AutoML¶

DeepTables provide a full-pipeline AutoML library also, which completely covers the end-to-end stages of data cleaning, preprocessing, feature generation and selection, model selection and hyperparameter optimization.It is a real-AutoML tool for tabular data.

Unlike most AutoML approaches that focus on tackling the hyperparameter optimization problem of machine learning algorithms, DeepTables can put the entire process from data cleaning to algorithm selection in one search space for optimization. End-to-end pipeline optimization is more like a sequential decision process, thereby DeepTables uses reinforcement learning, Monte Carlo Tree Search, evolution algorithm combined with a meta-learner to efficiently solve such problems.

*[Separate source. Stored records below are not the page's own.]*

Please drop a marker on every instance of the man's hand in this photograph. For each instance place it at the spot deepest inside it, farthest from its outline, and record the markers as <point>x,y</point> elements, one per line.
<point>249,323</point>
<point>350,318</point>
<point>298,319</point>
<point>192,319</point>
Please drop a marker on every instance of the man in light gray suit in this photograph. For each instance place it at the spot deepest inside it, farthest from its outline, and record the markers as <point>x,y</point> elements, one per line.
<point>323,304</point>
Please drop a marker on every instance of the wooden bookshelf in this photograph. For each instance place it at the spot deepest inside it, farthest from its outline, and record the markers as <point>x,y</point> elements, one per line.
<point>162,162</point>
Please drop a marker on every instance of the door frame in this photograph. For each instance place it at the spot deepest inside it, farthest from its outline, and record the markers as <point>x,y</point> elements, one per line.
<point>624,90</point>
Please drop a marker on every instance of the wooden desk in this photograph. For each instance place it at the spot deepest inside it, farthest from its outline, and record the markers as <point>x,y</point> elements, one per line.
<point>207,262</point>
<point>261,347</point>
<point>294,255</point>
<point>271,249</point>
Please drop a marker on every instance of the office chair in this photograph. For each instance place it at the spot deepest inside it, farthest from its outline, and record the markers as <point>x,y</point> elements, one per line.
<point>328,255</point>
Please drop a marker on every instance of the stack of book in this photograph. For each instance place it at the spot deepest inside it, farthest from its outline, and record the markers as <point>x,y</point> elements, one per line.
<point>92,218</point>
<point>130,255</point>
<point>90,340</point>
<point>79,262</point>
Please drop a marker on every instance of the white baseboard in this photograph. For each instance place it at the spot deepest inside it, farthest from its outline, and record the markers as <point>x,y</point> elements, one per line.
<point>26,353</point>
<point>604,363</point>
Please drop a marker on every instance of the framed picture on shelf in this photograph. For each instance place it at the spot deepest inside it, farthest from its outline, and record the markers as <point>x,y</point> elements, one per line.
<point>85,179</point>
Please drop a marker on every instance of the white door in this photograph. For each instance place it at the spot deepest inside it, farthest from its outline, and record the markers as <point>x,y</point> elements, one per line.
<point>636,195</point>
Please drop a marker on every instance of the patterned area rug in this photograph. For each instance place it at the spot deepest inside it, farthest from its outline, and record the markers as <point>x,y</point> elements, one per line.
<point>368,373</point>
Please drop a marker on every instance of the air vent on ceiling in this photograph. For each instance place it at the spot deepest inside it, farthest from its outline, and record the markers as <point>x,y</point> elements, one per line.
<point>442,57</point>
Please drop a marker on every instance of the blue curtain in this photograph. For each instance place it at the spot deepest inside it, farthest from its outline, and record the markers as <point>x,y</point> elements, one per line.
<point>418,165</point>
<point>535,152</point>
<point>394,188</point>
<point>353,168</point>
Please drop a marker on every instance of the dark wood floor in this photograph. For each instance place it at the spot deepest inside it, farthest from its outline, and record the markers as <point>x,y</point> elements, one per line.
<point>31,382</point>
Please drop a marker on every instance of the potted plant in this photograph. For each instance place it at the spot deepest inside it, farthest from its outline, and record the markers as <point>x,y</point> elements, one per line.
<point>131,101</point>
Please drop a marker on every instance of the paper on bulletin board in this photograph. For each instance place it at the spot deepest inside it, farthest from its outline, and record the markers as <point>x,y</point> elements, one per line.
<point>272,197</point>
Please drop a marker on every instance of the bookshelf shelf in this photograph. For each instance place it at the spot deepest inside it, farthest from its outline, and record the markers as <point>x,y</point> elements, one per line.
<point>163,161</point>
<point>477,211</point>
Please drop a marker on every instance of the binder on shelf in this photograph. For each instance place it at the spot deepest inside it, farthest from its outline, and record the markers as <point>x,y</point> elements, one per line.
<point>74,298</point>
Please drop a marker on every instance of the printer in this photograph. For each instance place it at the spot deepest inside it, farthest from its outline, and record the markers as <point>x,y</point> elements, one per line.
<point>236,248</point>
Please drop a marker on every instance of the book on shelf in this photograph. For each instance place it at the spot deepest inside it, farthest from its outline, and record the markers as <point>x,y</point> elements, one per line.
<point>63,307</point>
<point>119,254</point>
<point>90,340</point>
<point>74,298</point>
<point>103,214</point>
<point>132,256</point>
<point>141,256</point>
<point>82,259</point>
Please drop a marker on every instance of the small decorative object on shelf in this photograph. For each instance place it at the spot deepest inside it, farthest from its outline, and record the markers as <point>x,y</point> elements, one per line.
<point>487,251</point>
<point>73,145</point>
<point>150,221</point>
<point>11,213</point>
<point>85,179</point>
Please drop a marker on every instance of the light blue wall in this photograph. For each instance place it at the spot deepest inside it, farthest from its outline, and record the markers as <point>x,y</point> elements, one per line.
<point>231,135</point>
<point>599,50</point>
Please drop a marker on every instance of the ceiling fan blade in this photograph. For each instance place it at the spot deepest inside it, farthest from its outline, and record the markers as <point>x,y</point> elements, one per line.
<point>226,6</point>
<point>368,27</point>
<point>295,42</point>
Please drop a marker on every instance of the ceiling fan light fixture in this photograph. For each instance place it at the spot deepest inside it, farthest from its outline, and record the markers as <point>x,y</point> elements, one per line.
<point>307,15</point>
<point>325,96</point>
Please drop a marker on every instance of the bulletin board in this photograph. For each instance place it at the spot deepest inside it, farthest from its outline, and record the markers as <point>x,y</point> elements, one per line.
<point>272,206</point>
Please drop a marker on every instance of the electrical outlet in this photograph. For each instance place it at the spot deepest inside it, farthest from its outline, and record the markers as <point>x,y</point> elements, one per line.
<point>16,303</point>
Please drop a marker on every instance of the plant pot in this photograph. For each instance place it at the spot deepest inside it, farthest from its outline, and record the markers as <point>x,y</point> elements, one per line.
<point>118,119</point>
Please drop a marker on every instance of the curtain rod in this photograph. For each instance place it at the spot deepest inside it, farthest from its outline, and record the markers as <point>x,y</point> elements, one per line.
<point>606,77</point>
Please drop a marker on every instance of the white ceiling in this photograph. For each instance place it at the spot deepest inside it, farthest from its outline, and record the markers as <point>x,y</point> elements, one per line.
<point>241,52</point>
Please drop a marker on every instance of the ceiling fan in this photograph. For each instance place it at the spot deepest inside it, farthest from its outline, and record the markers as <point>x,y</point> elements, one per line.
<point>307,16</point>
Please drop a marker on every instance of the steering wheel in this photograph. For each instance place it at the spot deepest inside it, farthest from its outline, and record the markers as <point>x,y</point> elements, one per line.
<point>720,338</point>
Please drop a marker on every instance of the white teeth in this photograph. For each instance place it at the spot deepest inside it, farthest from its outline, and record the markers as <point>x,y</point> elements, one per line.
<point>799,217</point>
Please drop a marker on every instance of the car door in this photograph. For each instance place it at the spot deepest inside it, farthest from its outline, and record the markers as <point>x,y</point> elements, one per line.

The underlying search space representation and search algorithm in DeepTables are powered by the general AutoML framework Hypernets.

Quick start¶

This example demonstrate how to train a binary classification model with the default search spaces.

from deeptables.datasets import dsutils
from deeptables.models import make_experiment
from sklearn.model_selection import train_test_split
from sklearn.metrics import classification_report

# load data
df = dsutils.load_bank().head(10000)
train_data, test_data = train_test_split(df, test_size=0.2, random_state=42)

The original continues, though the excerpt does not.